Results
Figures supporting the key findings

The figures below provide the evidence behind each key finding. A full paper with the complete results is forthcoming [link forthcoming].

1. Climate change is already eroding food production for hundreds of millions of people
More than 640 million people already live in agricultural areas where PFY is down by more than 10% compared with 30 years ago. Nearly 690 million live in places that now produce enough food for 5,000 fewer people per year than they once did.
Population in cells with percentage PFY decline
Population living in cells with observed percentage PFY decline exceeding each threshold (2001–2020 vs 1981–2000).
Population in cells with absolute PFY loss
Population living in cells with observed absolute PFY loss exceeding each threshold (2001–2020 vs 1981–2000).
2. The parts of global agriculture with the least built-in protection are already taking the biggest losses
About 16% of global cropland has already lost more than 10% of its productivity. But rainfed farming is more exposed: around 19% of rainfed cropland has lost at least 10%, and nearly 9% has lost more than 20%.
Cropland affected by PFY decline
Share of global agricultural land with observed PFY decline exceeding various thresholds.

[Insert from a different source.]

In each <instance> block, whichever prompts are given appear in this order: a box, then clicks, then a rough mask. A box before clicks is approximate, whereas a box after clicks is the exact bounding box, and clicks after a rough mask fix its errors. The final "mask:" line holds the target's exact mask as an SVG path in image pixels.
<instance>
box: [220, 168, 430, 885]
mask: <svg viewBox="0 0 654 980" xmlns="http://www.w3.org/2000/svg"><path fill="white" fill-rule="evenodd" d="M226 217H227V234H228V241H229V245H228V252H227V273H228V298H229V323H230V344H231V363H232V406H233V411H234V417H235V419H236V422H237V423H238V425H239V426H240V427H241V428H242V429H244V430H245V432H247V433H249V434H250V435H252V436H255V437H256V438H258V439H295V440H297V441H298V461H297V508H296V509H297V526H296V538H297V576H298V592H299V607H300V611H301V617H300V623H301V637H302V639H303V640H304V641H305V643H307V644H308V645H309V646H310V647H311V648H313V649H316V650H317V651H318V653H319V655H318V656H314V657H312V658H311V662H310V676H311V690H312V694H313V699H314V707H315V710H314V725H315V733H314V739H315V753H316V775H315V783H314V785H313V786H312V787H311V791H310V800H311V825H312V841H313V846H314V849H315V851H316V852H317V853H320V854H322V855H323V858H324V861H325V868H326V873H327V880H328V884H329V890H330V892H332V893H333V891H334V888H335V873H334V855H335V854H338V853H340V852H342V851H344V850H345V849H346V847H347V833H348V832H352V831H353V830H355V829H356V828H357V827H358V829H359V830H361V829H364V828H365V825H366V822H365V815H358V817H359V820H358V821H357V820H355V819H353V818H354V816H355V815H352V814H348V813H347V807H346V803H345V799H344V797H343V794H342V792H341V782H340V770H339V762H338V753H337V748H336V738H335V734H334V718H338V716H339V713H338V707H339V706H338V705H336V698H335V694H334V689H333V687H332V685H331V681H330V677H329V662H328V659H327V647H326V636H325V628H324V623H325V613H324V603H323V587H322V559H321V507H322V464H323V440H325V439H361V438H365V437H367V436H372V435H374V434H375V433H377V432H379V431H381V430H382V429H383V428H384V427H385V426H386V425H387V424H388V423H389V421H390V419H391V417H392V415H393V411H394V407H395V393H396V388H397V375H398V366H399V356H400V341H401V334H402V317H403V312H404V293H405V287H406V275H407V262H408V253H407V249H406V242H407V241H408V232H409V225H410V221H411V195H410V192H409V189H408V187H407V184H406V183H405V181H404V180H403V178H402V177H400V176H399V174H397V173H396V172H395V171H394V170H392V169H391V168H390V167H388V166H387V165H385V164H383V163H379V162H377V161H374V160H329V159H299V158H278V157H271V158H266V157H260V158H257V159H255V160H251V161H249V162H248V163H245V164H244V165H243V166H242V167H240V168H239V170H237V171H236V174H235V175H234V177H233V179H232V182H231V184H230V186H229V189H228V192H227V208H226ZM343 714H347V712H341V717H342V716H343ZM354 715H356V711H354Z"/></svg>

Irrigated vs rainfed losses
Share of irrigated and rainfed area with observed PFY decline exceeding various thresholds. Each bar is normalized to its own land type — rainfed bars show the share of global rainfed area, irrigated bars the share of global irrigated area — so the two series are directly comparable as within-type exposure rates. Rainfed cropland is consistently more exposed.
3. A small number of hotspots already account for a disproportionate share of the global damage
Today, just 5% of agricultural land accounts for 35% of all PFY losses.

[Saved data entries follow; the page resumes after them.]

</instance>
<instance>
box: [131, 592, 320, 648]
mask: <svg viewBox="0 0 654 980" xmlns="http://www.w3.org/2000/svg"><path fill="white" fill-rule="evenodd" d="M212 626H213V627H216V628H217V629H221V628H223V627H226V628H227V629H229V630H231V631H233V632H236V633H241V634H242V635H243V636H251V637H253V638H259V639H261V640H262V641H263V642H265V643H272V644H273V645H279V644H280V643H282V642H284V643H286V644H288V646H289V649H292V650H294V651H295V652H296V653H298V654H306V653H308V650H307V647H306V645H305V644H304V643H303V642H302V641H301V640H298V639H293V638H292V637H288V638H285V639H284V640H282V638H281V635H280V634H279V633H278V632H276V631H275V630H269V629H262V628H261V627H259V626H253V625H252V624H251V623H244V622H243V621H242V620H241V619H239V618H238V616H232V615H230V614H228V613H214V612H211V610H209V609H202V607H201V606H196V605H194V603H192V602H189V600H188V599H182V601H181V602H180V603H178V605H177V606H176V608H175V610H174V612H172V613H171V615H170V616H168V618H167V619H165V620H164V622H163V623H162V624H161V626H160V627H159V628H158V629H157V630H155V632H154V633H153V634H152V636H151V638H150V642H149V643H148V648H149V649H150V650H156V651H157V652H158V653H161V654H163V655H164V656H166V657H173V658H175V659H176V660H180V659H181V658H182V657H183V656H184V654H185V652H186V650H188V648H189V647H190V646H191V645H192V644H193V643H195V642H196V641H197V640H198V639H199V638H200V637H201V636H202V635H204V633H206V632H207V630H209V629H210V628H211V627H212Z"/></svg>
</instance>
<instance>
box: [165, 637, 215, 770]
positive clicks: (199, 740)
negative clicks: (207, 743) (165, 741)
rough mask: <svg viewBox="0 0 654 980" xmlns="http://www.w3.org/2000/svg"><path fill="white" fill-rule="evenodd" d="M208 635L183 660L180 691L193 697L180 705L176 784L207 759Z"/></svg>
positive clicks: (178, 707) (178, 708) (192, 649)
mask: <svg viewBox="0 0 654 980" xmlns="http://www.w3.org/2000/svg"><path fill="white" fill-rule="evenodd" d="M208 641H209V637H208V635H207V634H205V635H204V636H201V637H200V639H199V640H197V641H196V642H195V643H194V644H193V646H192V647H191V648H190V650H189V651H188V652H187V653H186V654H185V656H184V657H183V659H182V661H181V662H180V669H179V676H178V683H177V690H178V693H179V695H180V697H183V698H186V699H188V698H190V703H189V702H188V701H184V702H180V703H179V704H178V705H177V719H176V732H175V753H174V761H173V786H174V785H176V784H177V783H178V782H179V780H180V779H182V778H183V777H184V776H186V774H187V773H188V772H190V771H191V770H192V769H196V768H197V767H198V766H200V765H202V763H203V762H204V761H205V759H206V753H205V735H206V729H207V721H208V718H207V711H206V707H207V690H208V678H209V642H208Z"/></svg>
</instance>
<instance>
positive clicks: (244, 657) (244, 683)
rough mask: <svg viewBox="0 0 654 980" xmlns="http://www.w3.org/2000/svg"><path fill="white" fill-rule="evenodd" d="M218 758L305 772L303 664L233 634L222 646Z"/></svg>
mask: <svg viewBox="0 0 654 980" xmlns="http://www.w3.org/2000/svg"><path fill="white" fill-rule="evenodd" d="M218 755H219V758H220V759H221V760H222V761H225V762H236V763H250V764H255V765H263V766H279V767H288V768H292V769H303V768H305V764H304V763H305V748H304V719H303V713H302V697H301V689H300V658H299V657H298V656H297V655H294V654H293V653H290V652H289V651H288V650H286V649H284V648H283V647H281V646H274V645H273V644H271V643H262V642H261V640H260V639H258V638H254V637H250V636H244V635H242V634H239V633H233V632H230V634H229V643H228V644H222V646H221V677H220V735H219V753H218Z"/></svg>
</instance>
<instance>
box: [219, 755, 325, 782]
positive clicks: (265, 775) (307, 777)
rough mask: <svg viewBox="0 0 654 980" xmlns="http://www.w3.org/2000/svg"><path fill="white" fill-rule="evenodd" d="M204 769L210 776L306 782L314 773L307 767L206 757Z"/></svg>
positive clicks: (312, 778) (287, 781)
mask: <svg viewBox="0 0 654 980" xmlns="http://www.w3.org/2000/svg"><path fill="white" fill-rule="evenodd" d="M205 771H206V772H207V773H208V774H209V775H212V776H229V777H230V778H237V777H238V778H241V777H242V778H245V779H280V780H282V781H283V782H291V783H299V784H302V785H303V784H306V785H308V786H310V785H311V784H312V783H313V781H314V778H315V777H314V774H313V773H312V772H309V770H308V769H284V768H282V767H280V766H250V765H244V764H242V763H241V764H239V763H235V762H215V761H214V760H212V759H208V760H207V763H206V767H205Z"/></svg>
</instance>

Hotspot concentration curve
Hotspot concentration of PFY losses (SSP5-8.5). Cells ranked by loss intensity. Lines above the diagonal indicate that losses are concentrated in a small share of land. Baseline: 1981–2000.
4. Losses are likely to accelerate: by mid-century, nearly half of the world could be living in declining agricultural zones
Today, around 15% of the global population lives in cells with at least a 5% decline in PFY. By 2041–2060, that rises to 49% under SSP3-7.0. Roughly 25% of countries account for 85–90% of total global losses by mid-century.

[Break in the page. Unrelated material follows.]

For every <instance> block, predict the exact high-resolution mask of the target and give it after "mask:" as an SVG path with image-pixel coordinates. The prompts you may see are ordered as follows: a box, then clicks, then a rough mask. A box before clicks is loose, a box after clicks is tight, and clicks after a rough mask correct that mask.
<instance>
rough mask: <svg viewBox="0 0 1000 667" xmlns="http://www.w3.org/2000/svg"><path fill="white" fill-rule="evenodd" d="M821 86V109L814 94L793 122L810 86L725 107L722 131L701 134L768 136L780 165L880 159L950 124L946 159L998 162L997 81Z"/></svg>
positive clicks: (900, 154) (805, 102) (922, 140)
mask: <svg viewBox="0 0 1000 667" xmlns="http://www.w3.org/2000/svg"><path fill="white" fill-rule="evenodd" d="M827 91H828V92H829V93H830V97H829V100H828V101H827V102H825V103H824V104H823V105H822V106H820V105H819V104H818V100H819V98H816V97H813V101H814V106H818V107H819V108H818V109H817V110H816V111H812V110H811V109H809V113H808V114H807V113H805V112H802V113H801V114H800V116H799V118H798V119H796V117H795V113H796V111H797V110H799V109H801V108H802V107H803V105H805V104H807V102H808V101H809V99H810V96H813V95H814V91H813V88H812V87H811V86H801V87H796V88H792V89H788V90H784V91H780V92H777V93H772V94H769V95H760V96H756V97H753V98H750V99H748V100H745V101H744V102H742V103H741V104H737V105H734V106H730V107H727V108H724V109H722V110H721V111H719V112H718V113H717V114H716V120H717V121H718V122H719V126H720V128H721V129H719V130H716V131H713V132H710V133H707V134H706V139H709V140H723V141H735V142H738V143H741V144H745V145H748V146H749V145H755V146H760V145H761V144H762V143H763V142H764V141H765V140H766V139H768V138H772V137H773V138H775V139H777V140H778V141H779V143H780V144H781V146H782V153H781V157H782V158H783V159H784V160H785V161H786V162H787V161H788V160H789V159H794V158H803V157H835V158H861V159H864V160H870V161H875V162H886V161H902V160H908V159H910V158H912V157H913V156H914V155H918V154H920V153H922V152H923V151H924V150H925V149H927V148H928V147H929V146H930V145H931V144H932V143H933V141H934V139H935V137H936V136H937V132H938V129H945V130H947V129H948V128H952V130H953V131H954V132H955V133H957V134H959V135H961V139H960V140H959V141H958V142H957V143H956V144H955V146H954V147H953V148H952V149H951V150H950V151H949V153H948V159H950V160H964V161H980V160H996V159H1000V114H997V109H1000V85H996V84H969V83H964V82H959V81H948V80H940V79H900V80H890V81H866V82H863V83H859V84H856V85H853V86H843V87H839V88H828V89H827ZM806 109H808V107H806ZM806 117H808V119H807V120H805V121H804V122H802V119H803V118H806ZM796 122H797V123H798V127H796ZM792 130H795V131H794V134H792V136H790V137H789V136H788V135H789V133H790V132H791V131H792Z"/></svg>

Population with PFY decline by mid-century
Share of population in cells with percentage PFY decline exceeding each threshold, 2041–2060. All three SSP scenarios shown. Baseline: 1981–2000.
Country concentration of losses
Concentration of PFY losses across countries (SSP5-8.5). Countries ranked by their share of global losses. Baseline: 1981–2000.
5. The geography of climate change is highly uneven
Climate change is reshaping agricultural productivity in very unequal ways across regions. Tropical regions bear the brunt of losses, while some high-latitude areas gain.
Latitude gradient of PFY change
PFY change by latitude (SSP5-8.5, 2041–2060). Mean and percentile lines over binned cells. Tropical regions between 20°S and 20°N bear the heaviest losses. Baseline: 2001–2020.
6. Those least responsible are the least able to absorb the shock
The countries that contributed least to cumulative CO₂ are among the most vulnerable, and that relationship strengthens over time.
Vulnerability vs cumulative emissions
Per-capita vulnerability vs cumulative CO₂ emissions (projected 2041–2060, SSP3-7.0). Vulnerability = −PFY / GDP. Only countries with PFY losses shown. Baseline: 2001–2020.